Now the measure is beginning to decrease, perhaps indicating the first signs of a crunch.

The picture being painted certainly looks familiar: much of the wave of stimulus money released by Beijing since 2008 went into construction and property. And so it is that western traders, wary of the lessons of subprime America, are now looking with some astonishment at the price even modest properties command relative to average earnings.

In cities like Beijing or Shanghai, apartments are said by analysts to sell for as much as 30 times average annual income. Compare that to just under 6 times for the worst-stricken subprime properties in the pre-crash US.

Hugh Hendry, one of the hedge fund industry’s most voluble figures, has long been critical of China’s property boom. It is only recently, however, that a jerky, homemade video he uploaded to YouTube in 2009 has become something of a hit in hedge fund circles. His surreptitious film of soaring skyscrapers, empty malls and deserted developments has had over 113,000 views.
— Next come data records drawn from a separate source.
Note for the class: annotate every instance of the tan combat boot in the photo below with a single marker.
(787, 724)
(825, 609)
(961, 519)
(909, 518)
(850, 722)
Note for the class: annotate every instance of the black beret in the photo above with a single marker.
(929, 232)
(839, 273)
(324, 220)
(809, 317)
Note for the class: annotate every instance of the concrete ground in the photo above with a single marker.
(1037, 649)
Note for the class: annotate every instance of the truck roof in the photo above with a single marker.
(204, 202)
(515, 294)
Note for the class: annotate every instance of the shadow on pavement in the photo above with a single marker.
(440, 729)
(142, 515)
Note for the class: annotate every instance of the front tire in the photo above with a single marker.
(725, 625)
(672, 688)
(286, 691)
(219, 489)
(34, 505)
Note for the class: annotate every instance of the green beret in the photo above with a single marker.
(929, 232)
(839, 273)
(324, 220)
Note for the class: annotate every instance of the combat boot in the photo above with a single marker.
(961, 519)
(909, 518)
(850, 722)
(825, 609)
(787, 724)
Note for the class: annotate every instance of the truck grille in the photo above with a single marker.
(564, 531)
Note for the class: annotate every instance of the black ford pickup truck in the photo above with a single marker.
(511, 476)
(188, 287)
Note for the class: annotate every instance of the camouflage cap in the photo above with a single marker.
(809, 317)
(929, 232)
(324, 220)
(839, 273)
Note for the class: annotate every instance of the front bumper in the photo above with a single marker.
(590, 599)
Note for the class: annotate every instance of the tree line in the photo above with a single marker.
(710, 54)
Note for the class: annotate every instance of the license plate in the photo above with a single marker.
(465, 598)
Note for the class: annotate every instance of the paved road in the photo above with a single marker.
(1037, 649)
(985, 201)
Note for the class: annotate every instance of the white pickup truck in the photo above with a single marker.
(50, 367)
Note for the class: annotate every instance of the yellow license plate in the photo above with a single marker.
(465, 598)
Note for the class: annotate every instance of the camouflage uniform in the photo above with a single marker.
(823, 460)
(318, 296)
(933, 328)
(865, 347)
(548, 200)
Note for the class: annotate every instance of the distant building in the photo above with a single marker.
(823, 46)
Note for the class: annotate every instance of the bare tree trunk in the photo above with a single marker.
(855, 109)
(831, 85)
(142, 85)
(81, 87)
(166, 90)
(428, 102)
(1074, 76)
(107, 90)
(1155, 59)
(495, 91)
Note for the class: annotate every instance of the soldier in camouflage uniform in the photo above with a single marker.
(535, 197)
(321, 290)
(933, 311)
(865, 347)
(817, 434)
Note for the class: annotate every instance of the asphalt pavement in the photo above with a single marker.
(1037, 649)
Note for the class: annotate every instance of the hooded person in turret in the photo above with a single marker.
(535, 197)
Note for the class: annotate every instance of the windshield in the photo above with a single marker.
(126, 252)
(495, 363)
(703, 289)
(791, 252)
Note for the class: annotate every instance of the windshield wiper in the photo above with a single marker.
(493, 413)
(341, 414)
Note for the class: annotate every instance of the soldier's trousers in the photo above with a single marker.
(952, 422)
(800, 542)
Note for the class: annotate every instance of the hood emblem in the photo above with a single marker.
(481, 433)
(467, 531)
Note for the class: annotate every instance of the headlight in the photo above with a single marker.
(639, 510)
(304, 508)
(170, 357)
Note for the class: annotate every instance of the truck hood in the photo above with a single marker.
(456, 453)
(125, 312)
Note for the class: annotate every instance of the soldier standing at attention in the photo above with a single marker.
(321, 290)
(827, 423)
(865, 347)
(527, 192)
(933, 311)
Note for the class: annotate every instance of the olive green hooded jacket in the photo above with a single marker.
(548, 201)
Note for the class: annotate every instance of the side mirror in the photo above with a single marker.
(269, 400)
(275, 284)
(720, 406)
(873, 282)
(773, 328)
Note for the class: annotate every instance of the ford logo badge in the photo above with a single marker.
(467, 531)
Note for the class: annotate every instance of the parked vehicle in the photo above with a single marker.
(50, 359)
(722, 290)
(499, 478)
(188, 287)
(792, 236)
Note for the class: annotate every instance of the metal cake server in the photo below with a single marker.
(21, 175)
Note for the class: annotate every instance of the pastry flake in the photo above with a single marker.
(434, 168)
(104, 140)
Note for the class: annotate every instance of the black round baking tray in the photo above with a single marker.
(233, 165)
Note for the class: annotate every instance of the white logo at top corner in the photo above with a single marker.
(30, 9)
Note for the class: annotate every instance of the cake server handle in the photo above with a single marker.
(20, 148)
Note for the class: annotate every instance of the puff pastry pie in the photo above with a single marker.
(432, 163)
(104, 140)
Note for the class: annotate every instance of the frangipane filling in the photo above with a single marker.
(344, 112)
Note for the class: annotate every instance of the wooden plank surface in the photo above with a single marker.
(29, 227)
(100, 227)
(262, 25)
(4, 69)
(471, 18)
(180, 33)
Indeed, Mr Hendry seemed like something of a Cassandra when he launched a “short China” credit fund earlier this year. His performance has spoken louder than his words, however. His short China fund is up 52 per cent as of the end of November, compared to a loss of 4.3 per cent for his average peer.

The read-across from such returns could have far-reaching implications.

As Jonathan Anderson, an emerging markets economist at UBS declared in March, China’s property market, much like that of the US before it, is probably, “the single most important sector in the entire global economy.”